Un bureau de vote en Belgique, lors des municipales du 8 octobre 2006 © TF1/LCIL'extrême droite flamande a marqué de nouveaux points lors des élections municipales belges de dimanche, mais a perdu son pari de s'emparer de la mairie d'Anvers, où pour la première fois depuis 20 ans elle a même légèrement perdu du terrain. Le parti Vlaams Belang ("L'Intérêt flamand") a remporté 32,77% des suffrages dans la deuxième ville de Belgique, un score en très légère baisse par rapport aux 33% qu'il avait récoltés en 2000, selon des résultats portant sur 94% des suffrages communiqués dimanche soir.
Le parti socialiste flamand SPA dépasse le Vlaams Belang - jusque là premier parti d'Anvers - avec 35,7% des suffrages, en très forte progression sur les 20% qu'il avait obtenus en 2000. Le maire Patrick Janssens remporte aussi une victoire personnelle, en devançant largement son rival d'extrême droite Filip Dewinter sur les suffrages dits de "préférence personnelle". Cette particularité des scrutins municipaux belges permet aux électeurs de choisir non seulement un parti mais aussi une personne précise sur la liste de ce parti.
Le "cordon sanitaire" a tenu
C'est la première fois depuis plus de 20 ans que le Vlaams Belang n'effectue pas de percée électorale. Partie de 1% des voix en 1981, cette formation condamnée en 2004 pour racisme et qui prône l'indépendance de la Flandre avait depuis progressé à chaque élection. Les sondages lui avaient accordé 34 à 38% des suffrages. Même si un éditorialiste du journal flamand De Standaard, Guido Fonteyn, estimait dimanche soir que "c'est la fin du Vlaams Belang", le parti nationaliste flamand se maintient toutefois très proche des 33% à Anvers, et surtout progresse dans de nombreuses petites communes, de 6 à 8% en moyenne.

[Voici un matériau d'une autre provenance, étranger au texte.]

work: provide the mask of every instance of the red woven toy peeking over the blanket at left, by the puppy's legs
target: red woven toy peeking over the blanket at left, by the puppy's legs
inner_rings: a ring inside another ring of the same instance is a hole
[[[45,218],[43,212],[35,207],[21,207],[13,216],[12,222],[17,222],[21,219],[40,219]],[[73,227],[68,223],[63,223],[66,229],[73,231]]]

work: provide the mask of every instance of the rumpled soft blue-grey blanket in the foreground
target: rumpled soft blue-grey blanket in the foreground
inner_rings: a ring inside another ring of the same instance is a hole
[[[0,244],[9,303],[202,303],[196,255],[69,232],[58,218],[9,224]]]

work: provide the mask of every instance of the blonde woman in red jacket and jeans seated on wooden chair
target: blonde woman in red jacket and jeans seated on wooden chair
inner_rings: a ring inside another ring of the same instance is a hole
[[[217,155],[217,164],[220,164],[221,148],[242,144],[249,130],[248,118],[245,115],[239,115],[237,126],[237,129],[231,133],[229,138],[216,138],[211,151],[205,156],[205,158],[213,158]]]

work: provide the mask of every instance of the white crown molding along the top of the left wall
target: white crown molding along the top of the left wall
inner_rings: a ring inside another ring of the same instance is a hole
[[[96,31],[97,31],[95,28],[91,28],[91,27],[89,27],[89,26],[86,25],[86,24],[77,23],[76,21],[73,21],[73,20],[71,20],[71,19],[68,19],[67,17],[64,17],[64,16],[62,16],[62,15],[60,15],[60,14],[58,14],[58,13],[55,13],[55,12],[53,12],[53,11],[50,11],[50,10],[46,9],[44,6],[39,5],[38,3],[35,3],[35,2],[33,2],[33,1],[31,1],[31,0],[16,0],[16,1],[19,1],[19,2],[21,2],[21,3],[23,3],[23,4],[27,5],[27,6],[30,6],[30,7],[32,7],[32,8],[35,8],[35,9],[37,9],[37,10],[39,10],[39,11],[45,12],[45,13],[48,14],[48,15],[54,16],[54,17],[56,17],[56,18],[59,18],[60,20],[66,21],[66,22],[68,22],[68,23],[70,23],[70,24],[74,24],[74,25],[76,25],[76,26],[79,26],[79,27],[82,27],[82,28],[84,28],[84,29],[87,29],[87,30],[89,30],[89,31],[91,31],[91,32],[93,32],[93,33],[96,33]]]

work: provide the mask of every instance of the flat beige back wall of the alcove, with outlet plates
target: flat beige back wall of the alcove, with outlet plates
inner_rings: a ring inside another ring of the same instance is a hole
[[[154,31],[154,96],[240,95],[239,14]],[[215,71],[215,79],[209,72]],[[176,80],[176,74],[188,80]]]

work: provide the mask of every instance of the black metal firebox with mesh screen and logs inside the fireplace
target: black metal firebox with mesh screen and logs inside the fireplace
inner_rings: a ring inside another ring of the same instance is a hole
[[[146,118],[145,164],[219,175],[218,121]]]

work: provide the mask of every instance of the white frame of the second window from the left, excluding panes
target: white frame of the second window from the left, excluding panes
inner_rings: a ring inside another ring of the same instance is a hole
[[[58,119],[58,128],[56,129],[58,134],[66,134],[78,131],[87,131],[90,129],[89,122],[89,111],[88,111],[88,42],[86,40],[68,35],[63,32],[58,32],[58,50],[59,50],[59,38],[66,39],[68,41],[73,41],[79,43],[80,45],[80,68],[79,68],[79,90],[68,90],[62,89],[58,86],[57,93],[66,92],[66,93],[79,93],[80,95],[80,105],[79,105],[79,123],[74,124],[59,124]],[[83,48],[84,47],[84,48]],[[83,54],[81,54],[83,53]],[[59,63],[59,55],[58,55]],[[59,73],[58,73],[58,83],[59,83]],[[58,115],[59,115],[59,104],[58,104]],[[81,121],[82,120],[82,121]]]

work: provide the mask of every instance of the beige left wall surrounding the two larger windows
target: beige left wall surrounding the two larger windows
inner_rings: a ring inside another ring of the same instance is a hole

Ainsi, à Schoten, une banlieue cossue d'Anvers, l'extrême droite est arrivée en tête avec 34,7% des voix. C'est dix points de plus qu'en 2000, mais moins que les 40% qu'elle espérait atteindre. Mais à Schoten comme ailleurs, l'extrême droite ne semblait pas en mesure dimanche soir de briser le "cordon sanitaire" qu'ont constitué ces dernières années les partis traditionnels pour lui faire obstacle. "On peut dire qu'il a raté l'objectif qu'il s'était lui-même fixé, à savoir entrer pour la première fois dans des coalitions communales", a estimé l'éditorialiste Fonteyn, sur la chaîne publique RTBF.
L'autre vainqueur du scrutin en Flandre semblait être le parti chrétien-démocrate CDV du ministre-président flamand Yves Leterme. Alors que le parti du Premier ministre Guy Verhofstadt semblait lui subir une défaite annoncée par les sondages, Yves Leterme semblait donc s'affirmer comme l'homme fort de la Flandre dans la perspective des élections législatives programmées en mai ou juin 2007.